One of the most profound stories I carry is that of Amara, a 34-year-old non-binary  brown woman who came to us with a long history of psychiatric diagnoses:  emotionally unstable personality disorder (EUPD), generalised anxiety (GAD),  depression, social anxiety, OCD, PTSD, and disordered eating. She had spent years  cycling through medications - antidepressants, anxiolytics, even antipsychotics.  None brought lasting relief. Many caused unbearable side effects. But what the  system never asked was: What if the problem wasn’t her mind, but how it had been  misread?

Amara was perceptive, expressive, and deeply attuned to others, so attuned, in fact,  that she often dissolved in the emotional needs of those around her. Her dissociation  was chalked up to trauma alone. Her expressive nature was framed as emotional  instability. But in our exploratory sessions, something else began to surface: not  disorder, but defense. The hypersensing, the emotional intensity, the exaggerated  self-expression were not dysfunctions, they were data. Signs of a neurodivergent  mind that had learned to perform stability while internally bracing for collapse. 
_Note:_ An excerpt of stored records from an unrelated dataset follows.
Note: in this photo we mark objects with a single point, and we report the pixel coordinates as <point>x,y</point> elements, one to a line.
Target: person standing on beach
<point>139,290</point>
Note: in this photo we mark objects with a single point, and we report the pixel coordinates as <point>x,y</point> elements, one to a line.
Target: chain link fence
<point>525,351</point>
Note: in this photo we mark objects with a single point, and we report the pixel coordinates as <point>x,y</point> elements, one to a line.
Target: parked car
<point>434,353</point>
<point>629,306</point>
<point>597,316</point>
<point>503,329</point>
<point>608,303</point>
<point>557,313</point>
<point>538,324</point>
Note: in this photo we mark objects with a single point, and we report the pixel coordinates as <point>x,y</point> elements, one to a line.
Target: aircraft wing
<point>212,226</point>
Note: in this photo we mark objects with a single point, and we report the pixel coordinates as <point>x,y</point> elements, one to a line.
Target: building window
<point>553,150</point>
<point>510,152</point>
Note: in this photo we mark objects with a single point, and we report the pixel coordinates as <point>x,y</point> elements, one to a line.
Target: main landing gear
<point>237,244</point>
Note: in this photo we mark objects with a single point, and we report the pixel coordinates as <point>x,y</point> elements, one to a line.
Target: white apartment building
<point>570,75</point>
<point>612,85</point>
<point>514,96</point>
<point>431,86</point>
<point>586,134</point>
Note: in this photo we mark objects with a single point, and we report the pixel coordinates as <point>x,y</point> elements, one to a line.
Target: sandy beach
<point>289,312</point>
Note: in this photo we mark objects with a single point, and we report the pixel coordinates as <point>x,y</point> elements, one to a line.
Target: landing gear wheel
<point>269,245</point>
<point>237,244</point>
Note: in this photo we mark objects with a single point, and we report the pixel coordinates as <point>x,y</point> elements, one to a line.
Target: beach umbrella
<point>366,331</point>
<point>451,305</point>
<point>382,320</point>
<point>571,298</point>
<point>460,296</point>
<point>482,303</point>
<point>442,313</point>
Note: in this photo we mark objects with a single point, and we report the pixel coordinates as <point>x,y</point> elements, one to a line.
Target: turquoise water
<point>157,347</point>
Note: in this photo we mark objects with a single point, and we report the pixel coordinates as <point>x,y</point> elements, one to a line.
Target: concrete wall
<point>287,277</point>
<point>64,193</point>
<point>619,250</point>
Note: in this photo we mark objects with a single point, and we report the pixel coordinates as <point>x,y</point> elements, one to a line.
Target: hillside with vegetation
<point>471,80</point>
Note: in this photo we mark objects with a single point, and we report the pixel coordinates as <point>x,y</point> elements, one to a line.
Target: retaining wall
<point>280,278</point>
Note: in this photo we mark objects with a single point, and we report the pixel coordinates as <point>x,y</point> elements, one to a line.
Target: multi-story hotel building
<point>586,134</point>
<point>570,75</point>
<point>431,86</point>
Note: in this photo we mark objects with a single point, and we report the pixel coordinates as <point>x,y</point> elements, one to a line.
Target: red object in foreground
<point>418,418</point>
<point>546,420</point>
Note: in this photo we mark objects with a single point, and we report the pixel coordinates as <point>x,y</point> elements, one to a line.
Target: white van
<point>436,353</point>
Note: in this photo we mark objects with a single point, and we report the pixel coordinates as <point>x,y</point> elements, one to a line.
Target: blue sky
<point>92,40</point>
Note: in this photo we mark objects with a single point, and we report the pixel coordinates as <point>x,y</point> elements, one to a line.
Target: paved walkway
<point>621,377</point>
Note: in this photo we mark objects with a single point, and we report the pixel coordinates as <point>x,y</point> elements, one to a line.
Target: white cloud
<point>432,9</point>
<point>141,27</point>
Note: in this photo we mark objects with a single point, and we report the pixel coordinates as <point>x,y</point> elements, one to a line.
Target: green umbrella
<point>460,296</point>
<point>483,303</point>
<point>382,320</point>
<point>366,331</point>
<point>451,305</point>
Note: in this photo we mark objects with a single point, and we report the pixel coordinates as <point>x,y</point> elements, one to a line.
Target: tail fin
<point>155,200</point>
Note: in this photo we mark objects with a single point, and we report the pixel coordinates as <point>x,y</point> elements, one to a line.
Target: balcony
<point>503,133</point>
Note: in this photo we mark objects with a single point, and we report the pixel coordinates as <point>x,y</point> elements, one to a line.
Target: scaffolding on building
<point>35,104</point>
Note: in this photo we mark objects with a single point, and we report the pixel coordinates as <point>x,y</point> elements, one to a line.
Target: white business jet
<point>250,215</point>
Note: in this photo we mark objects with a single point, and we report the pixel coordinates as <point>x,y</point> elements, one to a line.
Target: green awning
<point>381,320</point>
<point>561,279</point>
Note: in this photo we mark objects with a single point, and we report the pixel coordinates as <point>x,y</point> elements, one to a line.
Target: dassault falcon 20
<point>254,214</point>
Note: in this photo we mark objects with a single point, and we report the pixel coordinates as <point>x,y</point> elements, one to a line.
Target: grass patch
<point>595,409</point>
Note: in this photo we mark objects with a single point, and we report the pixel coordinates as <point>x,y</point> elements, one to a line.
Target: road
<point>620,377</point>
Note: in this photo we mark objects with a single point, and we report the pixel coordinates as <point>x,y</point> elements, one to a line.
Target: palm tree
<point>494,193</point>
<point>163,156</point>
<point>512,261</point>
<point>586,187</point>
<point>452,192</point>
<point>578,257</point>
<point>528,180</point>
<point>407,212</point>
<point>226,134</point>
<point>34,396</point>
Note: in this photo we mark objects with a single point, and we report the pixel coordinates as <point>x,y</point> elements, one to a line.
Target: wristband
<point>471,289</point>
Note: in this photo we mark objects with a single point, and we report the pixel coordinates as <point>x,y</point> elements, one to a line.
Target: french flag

She had grown up in a Christian household, where being a “good girl” meant being  of servitude, agreeable, accommodating. Her male relatives, whose ADHD or autism  traits were externalised and disruptive, were recognised and supported. But Amara,  compliant, articulate, eager to please, learned to survive through invisibility. To  speak gently. To carry burdens quietly. And behind that silence was another silenced  truth: her sexuality. In a religious context where deviation from the norm was  equated with disobedience or sin, Amara’s very identity had to be contorted into  acceptability. 

She didn’t just mask her neurodivergence. She masked her entire self into total  erasure. 

During our Cultural Lens session, it became clear that Amara’s story hadn’t been  simple, it had just been repeatedly misnamed. Her traits weren’t absent; they’d been  misunderstood, reframed through the wrong lens. The emotional intensity, the  empathy overload, the shutdowns under pressure, they weren’t signs of instability.  They were markers of masked neurodivergence. Even her eating disorder, long  treated as a symptom of anxiety or control, began to make more sense: a  longstanding sensory sensitivity to textures, colours, and smells that had never been  taken seriously, so the result was disordered eating. Once we placed her  experiences in their proper psychological and cultural context, the fragments of her  history started to align. When diagnosed her ADHD & ASD (AuDHD) profile, she  cried, not from shock, but from the weight of being recognised. “I always knew,” she  said, “but I wasn’t allowed to know it out loud. Until now. I’m meeting myself for the  first time.” 

Her diagnosis was not the start of a label. It was the start of a return to the self.  Since then, Amara has started ADHD medication and often jokes, “The fog is lifting.”  But more than clarity, what she gained was coherence. She now understands why  certain rooms drained her, why praise felt like pressure, and why helping others had  become a form of self-protection. She’s beginning to reclaim her voice, boldly,  queerly, neurodivergently. She sets boundaries. She rests without apology. She  chooses truth over performative peace. 

Amara was never too much. She was simply too misread for too long. Now, she is  not asking for permission, she is owning her place. Fully. Freely. Finally.